Stephen finally paused for a breath before the final push. “I found people like Lucy. The list of books that Lucy read is just one of her attributes. But she’s more complex than that. There are other attributes about her that are just as important—what she bought, which web sites she visited, what she was interested in—what she searched for, and where she traveled . . . Even if some of the people who are like Lucy didn’t read the same books, so what? Many of the people I found are just like her in other ways, I mean dead-on, exact, matches—and some have read the books, some haven’t. That’s not really what’s important. What do you think?”
“I gave you a list of books—and this is what you came up with?”
Stephen couldn’t tell if Sebastin was angry or happy. He didn’t know what to say.
Sebastin continued, “That’s incredible. I’m speechless.”
“Exactly right. Me and my girl, Lucy,” Stephen said, delighted.
Sebastin, though, had one more question to ask before he was ready to share fully in the happiness, “How many people are on this list?”
“5,000.”
Stephen explained further, “What I mean is that I just gave you the top 5,000 people to keep it simple. They’re all pretty good matches, but it is sorted. The people on top are the ones who matched Lucy the most closely; the people toward the bottom matched less. So, if you’re going to go after the highest-risk people on this list, start at the top.”
If Stephen could have seen Sebastin, he would have found a man in a state of excitement that went beyond the surprise witnessed by wide-open eyes and a mouth agape. The emotion for Sebastin was a combination of stunned, contented, aware, done. “5,000 people—this, this is really a lot to digest so fast, Stephen. This has really surpassed all my expectations. Thank you.”
“It’s my pleasure. Hope that it does you some good.”
“It will. I’m sure of it. Listen, Stephen, let me take you out to lunch to thank you in person . . .” They set a time and exchanged pleasant well wishes.

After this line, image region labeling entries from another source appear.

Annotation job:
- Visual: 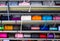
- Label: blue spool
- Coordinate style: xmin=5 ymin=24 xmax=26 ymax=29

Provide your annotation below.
xmin=42 ymin=16 xmax=52 ymax=20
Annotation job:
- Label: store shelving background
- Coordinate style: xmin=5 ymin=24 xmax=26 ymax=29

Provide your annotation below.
xmin=0 ymin=0 xmax=60 ymax=41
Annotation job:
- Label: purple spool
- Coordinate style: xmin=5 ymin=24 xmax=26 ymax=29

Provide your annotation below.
xmin=48 ymin=33 xmax=54 ymax=38
xmin=12 ymin=17 xmax=21 ymax=20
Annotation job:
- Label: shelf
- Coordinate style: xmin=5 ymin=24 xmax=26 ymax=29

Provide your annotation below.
xmin=2 ymin=20 xmax=20 ymax=24
xmin=22 ymin=20 xmax=60 ymax=24
xmin=0 ymin=6 xmax=60 ymax=11
xmin=0 ymin=31 xmax=60 ymax=33
xmin=0 ymin=6 xmax=7 ymax=11
xmin=0 ymin=0 xmax=60 ymax=1
xmin=0 ymin=38 xmax=60 ymax=40
xmin=0 ymin=31 xmax=18 ymax=33
xmin=18 ymin=31 xmax=60 ymax=33
xmin=0 ymin=20 xmax=60 ymax=24
xmin=10 ymin=7 xmax=60 ymax=11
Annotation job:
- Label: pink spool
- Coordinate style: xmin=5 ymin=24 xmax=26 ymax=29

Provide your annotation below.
xmin=31 ymin=27 xmax=40 ymax=30
xmin=0 ymin=33 xmax=7 ymax=38
xmin=53 ymin=16 xmax=60 ymax=20
xmin=15 ymin=33 xmax=23 ymax=38
xmin=19 ymin=2 xmax=30 ymax=6
xmin=0 ymin=4 xmax=6 ymax=6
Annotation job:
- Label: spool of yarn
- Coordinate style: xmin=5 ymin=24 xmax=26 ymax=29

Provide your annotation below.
xmin=22 ymin=24 xmax=31 ymax=31
xmin=53 ymin=16 xmax=60 ymax=20
xmin=42 ymin=16 xmax=52 ymax=20
xmin=40 ymin=26 xmax=49 ymax=31
xmin=31 ymin=27 xmax=40 ymax=30
xmin=58 ymin=26 xmax=60 ymax=31
xmin=9 ymin=1 xmax=18 ymax=6
xmin=19 ymin=2 xmax=30 ymax=6
xmin=32 ymin=15 xmax=42 ymax=20
xmin=49 ymin=27 xmax=58 ymax=31
xmin=24 ymin=34 xmax=31 ymax=38
xmin=47 ymin=33 xmax=54 ymax=39
xmin=0 ymin=26 xmax=4 ymax=31
xmin=15 ymin=33 xmax=24 ymax=38
xmin=13 ymin=24 xmax=20 ymax=31
xmin=31 ymin=33 xmax=39 ymax=38
xmin=4 ymin=25 xmax=13 ymax=30
xmin=0 ymin=33 xmax=7 ymax=38
xmin=21 ymin=16 xmax=31 ymax=20
xmin=40 ymin=33 xmax=47 ymax=38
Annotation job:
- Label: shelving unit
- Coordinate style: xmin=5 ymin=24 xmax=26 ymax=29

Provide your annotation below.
xmin=0 ymin=0 xmax=60 ymax=40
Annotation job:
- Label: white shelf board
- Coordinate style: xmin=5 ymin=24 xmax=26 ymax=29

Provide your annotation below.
xmin=0 ymin=38 xmax=60 ymax=40
xmin=0 ymin=31 xmax=18 ymax=33
xmin=18 ymin=31 xmax=60 ymax=33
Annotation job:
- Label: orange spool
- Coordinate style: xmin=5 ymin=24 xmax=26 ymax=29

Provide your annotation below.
xmin=32 ymin=16 xmax=42 ymax=20
xmin=4 ymin=25 xmax=13 ymax=30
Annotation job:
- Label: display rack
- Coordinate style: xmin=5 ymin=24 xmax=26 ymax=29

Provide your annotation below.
xmin=0 ymin=0 xmax=60 ymax=40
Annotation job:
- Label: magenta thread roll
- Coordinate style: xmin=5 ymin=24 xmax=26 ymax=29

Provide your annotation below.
xmin=53 ymin=16 xmax=60 ymax=20
xmin=15 ymin=33 xmax=23 ymax=38
xmin=0 ymin=33 xmax=7 ymax=38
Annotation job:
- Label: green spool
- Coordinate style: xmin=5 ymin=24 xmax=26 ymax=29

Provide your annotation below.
xmin=0 ymin=26 xmax=4 ymax=31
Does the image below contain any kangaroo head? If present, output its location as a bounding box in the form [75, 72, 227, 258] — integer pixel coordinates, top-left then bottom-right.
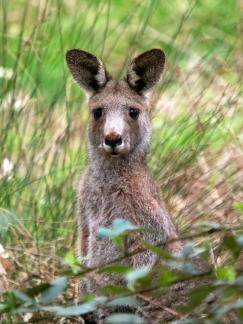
[66, 49, 165, 162]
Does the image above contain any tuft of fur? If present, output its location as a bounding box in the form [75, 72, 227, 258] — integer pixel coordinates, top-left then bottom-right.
[67, 49, 181, 322]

Stephen was ecstatic. Someone had made it through all of his analyses, and even though he wasn’t sure Sebastin had completely understood, he seemed to genuinely appreciate it.
It was approaching 4 p.m. Finally, Stephen’s to-do list for the day was empty. The company-wide “rally the troops” meeting was getting ready to begin; he gladly would have skipped it to hear about Kohan’s night. But, alas, Kohan and the rest were still nowhere to be found.